Sunday 16 May 2010

A Nightmare on Elm Street




'One, two...Freddy's coming for you...' So went the chilling rhyme for one of cinema's most iconic boogeyman, Freddy Kruger, back in 1984's A Nightmare on Elm Street. Boasting an unusually classy literary quality in its focus on a dream-invading serial killer, Wes Craven's original arguably had, and still has the brains to back up the familiar blood and guts quotient.



Which immediately puts its 2010 remake in an unfavourable position. After all, why remake something that is as potent and dramatically satisfying now as it was when first released? The answer is, inevitably, commerce: it’s the latest in a long line of remakes from Michael Bay’s hack label Platinum Dunes, one which has seen Texas Chainsaw and Friday the Thirteenth get a going over.

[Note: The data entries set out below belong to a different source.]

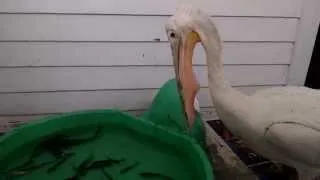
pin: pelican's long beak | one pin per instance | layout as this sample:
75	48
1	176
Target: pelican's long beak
182	54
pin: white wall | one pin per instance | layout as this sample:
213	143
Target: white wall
58	55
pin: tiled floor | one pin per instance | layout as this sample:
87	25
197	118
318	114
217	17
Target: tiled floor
265	169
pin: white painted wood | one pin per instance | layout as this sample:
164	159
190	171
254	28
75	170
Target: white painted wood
9	122
286	8
35	27
306	35
57	102
109	54
131	77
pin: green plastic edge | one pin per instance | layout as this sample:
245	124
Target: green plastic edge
166	103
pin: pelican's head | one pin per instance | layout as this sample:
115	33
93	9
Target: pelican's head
185	29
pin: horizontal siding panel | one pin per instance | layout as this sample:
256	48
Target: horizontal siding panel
289	8
9	122
122	54
58	102
35	27
131	77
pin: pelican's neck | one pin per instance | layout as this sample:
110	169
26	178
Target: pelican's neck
216	79
220	90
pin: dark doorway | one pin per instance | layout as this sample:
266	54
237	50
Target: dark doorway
313	76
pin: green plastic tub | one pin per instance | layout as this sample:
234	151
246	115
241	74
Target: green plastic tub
109	144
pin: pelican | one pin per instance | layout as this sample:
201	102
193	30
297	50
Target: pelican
281	123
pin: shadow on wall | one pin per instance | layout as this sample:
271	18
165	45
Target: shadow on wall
313	76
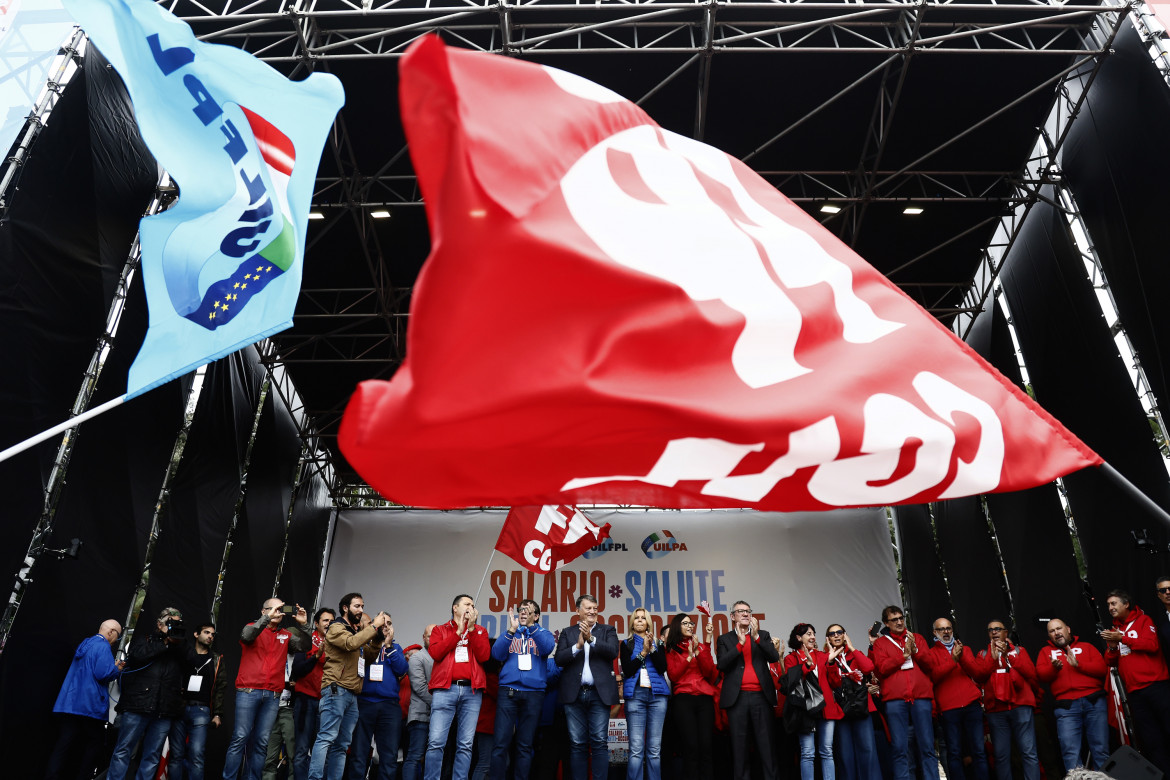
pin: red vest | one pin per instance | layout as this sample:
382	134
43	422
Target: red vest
262	661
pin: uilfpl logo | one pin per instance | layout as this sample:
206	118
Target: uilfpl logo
604	547
661	543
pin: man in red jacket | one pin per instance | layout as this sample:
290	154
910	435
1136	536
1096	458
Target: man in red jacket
959	709
1133	647
459	648
265	649
902	663
1009	698
1075	671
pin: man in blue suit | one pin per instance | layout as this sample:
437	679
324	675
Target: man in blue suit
585	654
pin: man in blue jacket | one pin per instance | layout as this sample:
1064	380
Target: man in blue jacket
522	651
379	711
84	704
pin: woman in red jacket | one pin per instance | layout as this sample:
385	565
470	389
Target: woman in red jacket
854	734
818	741
690	665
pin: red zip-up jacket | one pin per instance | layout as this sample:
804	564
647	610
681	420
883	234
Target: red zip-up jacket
1020	672
695	677
444	640
1144	662
827	677
859	667
897	683
954	684
1069	682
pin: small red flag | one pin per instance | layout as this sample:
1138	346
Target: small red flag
544	538
616	313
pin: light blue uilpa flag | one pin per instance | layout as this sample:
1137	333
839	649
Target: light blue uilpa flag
222	266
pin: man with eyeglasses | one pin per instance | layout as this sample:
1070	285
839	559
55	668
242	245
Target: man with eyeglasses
748	692
1075	671
1007	676
958	698
522	650
902	662
1131	646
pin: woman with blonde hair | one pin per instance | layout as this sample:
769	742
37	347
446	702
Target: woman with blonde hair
646	691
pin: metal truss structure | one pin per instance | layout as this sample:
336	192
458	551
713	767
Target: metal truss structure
901	102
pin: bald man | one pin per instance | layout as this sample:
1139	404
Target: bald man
83	704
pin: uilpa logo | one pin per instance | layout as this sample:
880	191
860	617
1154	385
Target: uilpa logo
661	543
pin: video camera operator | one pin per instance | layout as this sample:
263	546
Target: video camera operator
151	695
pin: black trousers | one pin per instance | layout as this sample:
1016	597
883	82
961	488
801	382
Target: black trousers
694	722
1150	708
751	715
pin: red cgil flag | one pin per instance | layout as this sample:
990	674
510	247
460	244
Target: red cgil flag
616	313
542	539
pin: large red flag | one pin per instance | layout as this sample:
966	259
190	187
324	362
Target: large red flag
616	313
542	539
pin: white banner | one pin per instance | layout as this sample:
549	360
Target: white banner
817	567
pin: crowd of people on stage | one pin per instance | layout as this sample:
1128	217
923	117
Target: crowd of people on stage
329	696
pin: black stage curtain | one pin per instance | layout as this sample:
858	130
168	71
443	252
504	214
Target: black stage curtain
1079	378
922	578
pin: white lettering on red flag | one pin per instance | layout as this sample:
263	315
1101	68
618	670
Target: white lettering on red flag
616	313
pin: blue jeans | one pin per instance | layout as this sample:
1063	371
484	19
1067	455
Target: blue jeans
645	716
1082	720
958	724
188	738
899	717
338	715
382	720
589	732
305	718
1014	724
858	751
823	736
415	747
135	726
255	712
516	712
461	702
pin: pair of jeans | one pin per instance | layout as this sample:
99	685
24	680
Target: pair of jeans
589	734
305	718
445	705
858	751
152	731
188	740
255	712
517	715
817	744
1013	725
1082	719
338	715
380	720
900	715
415	747
645	716
964	724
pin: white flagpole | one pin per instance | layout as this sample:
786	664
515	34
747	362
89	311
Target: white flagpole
15	449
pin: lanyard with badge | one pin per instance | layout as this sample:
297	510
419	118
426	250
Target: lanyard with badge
195	682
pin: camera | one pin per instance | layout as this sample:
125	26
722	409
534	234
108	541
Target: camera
174	628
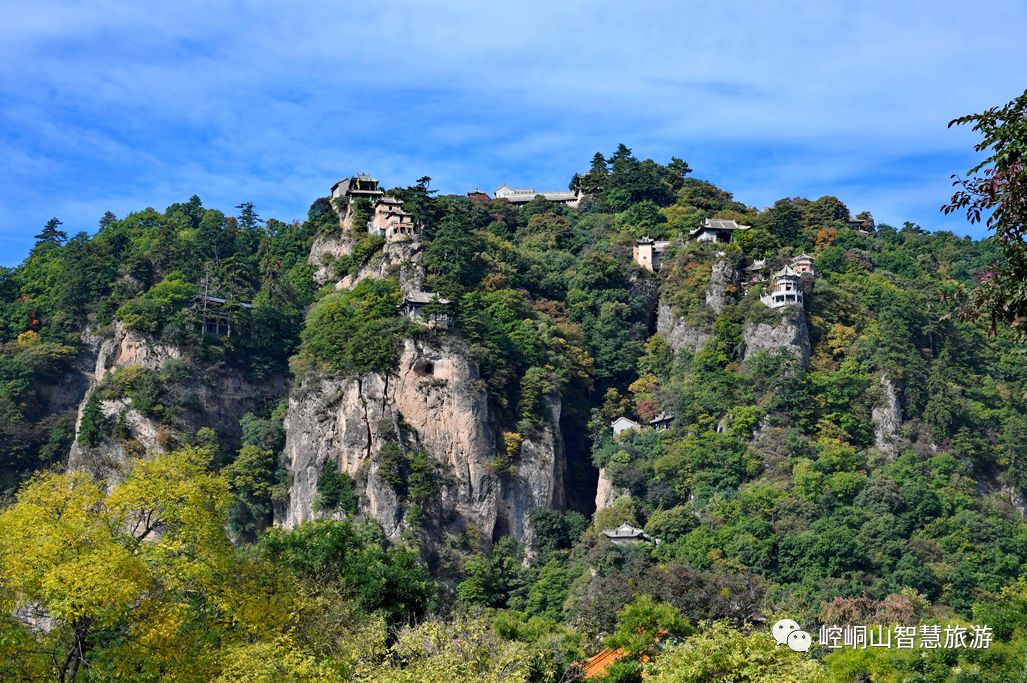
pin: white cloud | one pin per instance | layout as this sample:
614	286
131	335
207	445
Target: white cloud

None are especially badly made…but neither are they made with a sense of artistic integrity.



The cast, all of whom look like rejects from The O.C, are as glossy and forgettable as all other aspects of the narrative, one which frustratingly fails to move the story in new directions. Although there’s a degree of unpredictability in who will be dispatched next, the reliance on jump scares robs it of any dramatic tension, as does the frequent cheating taken in hallucination scenes that put Freddy on-screen too often.



This of course was why Craven’s original was so terrifying, boasting a kind of fairy tale unpredictability that saw Robert Englund’s Kruger sealed as a horror icon for the ages. With Samuel Bayer at the helm, it sinks into a series of queasily lit, slick set pieces familiar from the Platinum Dunes oeuvre. It’s perfectly competent but uninspired. Likewise Earle Haley’s is certainly more sadistic than Englund’s interpretation but remains planted as a dimension bending thug, lacking the appealing razor wit of old.

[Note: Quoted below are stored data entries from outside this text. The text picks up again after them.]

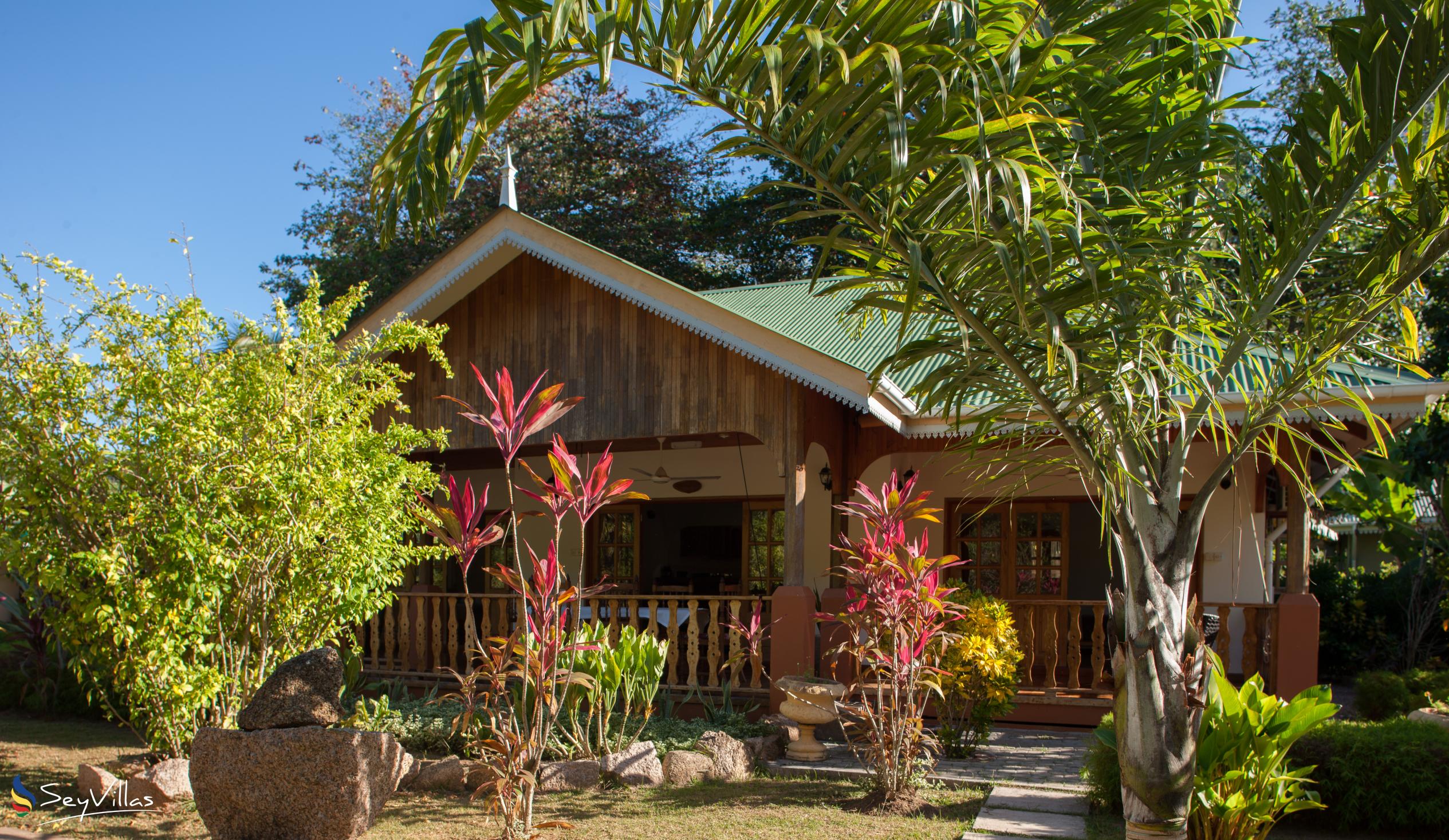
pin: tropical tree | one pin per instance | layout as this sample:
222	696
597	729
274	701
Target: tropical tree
1049	195
192	503
622	171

The sharpest deviation from Craven’s formula is the literal minded approach to its central villain. In today’s age, the word ‘subtext’ may as well be in Latin; now, a formerly cryptic, mysterious monster is transformed into something more distasteful and archetypal, a change that both bores and reviles in its presentation. Someone should explain to today’s horror filmmakers that less is always more.